Прерывающимся от волнения голосом она сказала:
— Благодарю! Всю жизнь помнить буду!
Опасаясь какой-нибудь банальной фразой ослабить впечатление от ее слов, сказанных с глубокой душевностью, я молчал.
С величайшей осторожностью она взяла этюд и медленно, не оглядываясь, ушла. Я поглядел на ее походку, в которой чувствовалось глубокое страдание. И примирение.
На следующий день, рано утром, я уже был с мольбертом и этюдником на берегу.
Я ее ждал. Мне хотелось ей сказать несколько теплых слов, ее утешить. Но она не пришла.
Больше я ее не видел.
Лавочник-философ
Художественные материалы я покупал в небольшой лавочке, находившейся неподалеку от школы на Преображенской. Над входом висела яркая вывеска, вызывавшая во мне образ солнечной Африки. Жену Шварцмана называли «тихой Рейзат». Это была рембрандтовская старуха с приподнятыми, узкими плечами и покорными, сияющими глазами.

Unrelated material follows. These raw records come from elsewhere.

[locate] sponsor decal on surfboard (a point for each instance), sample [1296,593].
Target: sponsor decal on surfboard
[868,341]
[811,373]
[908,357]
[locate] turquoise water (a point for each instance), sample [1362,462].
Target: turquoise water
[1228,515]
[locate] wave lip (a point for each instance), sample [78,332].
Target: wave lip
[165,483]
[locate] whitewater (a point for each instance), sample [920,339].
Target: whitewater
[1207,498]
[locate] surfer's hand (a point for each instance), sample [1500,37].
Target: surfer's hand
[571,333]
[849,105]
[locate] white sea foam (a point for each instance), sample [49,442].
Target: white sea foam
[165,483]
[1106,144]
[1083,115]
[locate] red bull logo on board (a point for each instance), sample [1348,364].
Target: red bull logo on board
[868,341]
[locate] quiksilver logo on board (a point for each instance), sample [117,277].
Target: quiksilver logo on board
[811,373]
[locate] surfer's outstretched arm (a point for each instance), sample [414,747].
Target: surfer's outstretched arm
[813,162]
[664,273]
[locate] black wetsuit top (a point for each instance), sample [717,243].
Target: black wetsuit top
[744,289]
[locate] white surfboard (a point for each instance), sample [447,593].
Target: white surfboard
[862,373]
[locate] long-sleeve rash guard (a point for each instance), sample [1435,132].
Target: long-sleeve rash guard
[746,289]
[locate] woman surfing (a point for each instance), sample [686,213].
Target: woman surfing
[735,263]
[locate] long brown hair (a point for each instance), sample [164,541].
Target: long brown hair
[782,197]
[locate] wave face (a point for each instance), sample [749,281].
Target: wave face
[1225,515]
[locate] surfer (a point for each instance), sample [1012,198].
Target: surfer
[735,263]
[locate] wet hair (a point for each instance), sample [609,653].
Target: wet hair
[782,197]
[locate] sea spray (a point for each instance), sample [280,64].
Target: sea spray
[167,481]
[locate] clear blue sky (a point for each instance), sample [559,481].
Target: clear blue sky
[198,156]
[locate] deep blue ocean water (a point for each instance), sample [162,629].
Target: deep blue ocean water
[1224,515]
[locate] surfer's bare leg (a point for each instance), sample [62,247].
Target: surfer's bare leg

Она не любила длинных разговоров и умела в двух-трех умно сказанных словах выразить очень многое.
Мидлер, Менаше, Нюренберг
Детей у Шварцманов не было. Их заменили жившие на верхней полке пышные кремовые голуби и два сибирских кота.
Шварцман был философ, на жизнь и людей он смотрел сверху или сбоку. Он считал мир творением не Бога, а черта и его приятелей. «Бог, — говорил он, улыбаясь и щурясь, — давно в отставке. Он, как старый николаевский солдат, живет одними воспоминаниями о боевом прошлом». Два правила — «ничему не удивляться» и «беречь сердце и желудок» — руководили всем его бытом и жизнью.